Data collection methods under the umbrella of neurotechnology are not limited to only cortical and muscular neural signals, but also include behavioral metrics and the sensing of multi-modal bio-signals. Traditional neuromarketing implementations have focused on the correlation of available data from the field to some neural basis or results in the literature that originated from medical grade experimental lab equipment. Such an approach allowed marketing and user study agencies to focus on more accessible data such as from questionnaires, mouse-tracking, eye-tracking, and other related measures. Improvements at the algorithmic level have also lent themselves to increase the precision of focus group based paradigms by trying to track sentiment using computer vision while observing subject behavior. Up and coming technological advancements both at the hardware and software level are making precision bio-sensing more accessible, which are now realized in the form of smart wearables. For example, smart watches support tracking via accelerometers, gyroscopes, oximetry, bioimpedance, magnetometers, heart rate monitors, skin temperature, gestures, and UV sensors, with the purpose of these sensors being to collect health and wellness insights about users that oftentimes are connected to underlying neuroscientific findings as validation. Virtual Reality headsets also come with integrated facial tracking and eye-tracking sensors that function as control mechanisms and health data collection. Furthermore, brain sensing technologies that had previously been limited to medical/experimental lab conditions such as EEG and fNIRS are seeing success with smaller, more affordable, and environmental noise robust form factors, which allow for more groups without a wet lab to have these capabilities.
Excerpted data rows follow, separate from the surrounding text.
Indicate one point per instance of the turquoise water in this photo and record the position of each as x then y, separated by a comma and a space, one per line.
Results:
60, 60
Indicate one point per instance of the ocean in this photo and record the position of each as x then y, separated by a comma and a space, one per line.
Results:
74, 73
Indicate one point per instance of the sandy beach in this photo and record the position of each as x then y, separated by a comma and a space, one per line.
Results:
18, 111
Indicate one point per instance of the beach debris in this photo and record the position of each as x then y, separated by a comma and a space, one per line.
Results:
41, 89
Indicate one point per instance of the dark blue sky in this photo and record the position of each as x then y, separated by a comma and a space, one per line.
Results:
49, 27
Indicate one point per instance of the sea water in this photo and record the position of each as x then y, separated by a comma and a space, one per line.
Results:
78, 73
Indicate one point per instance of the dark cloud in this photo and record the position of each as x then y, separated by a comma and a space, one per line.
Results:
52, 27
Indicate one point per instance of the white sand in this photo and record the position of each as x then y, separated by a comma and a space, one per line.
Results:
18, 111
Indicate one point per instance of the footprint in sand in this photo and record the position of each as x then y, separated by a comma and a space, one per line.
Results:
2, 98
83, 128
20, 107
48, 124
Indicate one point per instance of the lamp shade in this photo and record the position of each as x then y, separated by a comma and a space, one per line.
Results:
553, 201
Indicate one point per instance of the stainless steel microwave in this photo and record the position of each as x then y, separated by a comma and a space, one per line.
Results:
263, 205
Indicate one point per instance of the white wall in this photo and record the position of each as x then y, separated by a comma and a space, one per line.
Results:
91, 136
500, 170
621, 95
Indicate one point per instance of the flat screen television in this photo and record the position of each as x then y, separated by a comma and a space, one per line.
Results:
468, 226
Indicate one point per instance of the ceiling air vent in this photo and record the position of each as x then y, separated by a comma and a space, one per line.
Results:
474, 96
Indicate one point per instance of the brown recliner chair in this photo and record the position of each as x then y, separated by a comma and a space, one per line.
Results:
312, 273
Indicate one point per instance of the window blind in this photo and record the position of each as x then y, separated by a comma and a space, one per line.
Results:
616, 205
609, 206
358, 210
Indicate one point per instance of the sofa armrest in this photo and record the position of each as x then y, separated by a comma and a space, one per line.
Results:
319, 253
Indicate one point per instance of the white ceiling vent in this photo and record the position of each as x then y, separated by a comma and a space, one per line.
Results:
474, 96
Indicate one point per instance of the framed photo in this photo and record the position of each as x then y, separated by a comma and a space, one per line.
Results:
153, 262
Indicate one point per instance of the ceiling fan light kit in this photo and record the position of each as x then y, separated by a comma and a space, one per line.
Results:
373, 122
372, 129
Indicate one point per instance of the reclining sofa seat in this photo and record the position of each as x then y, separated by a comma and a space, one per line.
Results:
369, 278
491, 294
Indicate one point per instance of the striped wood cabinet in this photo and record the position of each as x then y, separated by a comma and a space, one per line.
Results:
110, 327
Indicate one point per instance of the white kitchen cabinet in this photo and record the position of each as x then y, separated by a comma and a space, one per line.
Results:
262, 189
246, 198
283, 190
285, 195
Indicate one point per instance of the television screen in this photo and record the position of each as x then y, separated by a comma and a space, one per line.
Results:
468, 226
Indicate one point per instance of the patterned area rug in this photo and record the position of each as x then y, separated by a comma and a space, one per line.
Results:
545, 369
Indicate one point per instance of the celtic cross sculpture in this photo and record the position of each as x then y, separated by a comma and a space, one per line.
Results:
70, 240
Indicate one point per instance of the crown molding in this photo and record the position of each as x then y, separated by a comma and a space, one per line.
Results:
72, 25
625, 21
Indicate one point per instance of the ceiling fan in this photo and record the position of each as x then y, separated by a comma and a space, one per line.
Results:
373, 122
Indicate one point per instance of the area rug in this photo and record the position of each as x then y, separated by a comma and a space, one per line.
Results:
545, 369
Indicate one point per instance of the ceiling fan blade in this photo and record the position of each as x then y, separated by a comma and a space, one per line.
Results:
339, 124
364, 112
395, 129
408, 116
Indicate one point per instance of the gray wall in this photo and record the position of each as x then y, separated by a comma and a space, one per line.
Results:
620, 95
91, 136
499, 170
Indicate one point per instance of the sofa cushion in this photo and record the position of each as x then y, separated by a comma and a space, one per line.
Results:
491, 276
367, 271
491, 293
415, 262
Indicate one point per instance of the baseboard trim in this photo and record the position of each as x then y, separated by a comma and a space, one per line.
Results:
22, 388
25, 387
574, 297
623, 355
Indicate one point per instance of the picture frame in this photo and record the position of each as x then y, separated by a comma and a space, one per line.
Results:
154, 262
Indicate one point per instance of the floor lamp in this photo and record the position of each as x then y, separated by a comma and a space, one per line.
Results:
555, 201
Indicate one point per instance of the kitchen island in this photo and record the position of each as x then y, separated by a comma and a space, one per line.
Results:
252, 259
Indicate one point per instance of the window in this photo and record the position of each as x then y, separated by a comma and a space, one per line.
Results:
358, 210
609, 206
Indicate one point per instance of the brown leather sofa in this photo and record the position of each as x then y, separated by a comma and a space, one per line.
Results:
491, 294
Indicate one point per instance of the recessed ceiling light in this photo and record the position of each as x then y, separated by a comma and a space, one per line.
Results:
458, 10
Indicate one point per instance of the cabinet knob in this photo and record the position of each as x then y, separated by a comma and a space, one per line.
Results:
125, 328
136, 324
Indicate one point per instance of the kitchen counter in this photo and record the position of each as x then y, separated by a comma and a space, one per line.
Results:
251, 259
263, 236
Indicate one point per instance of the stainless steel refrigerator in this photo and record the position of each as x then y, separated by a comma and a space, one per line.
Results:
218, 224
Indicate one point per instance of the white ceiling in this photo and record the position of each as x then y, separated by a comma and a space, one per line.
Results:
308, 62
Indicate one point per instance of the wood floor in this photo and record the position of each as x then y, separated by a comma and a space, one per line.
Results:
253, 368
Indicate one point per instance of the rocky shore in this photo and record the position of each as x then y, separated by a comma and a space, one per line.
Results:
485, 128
The work on neural decoding has also seen more visibility and progress recently. For example, provocative headlines in popular media have stated how artificial intelligence can read people’s minds. The latest studies have leveraged Large Language Models to generate images a
participant has seen, predict words a person was actively thinking about, and even reconstruct music from people’s brain waves.

As these capabilities start developing closer to consumer markets and not just in controlled lab settings, it will be worth thinking about the ethical rail guards needed when trying to decode and interpret the informational content of people’s thoughts and their utility in marketing. The primary goal is to consider the ethical, legal, social, and cultural implications (ELSCI) of neurotechnologies when used for marketing applications and not the marketing of neurotechnologies for consumers.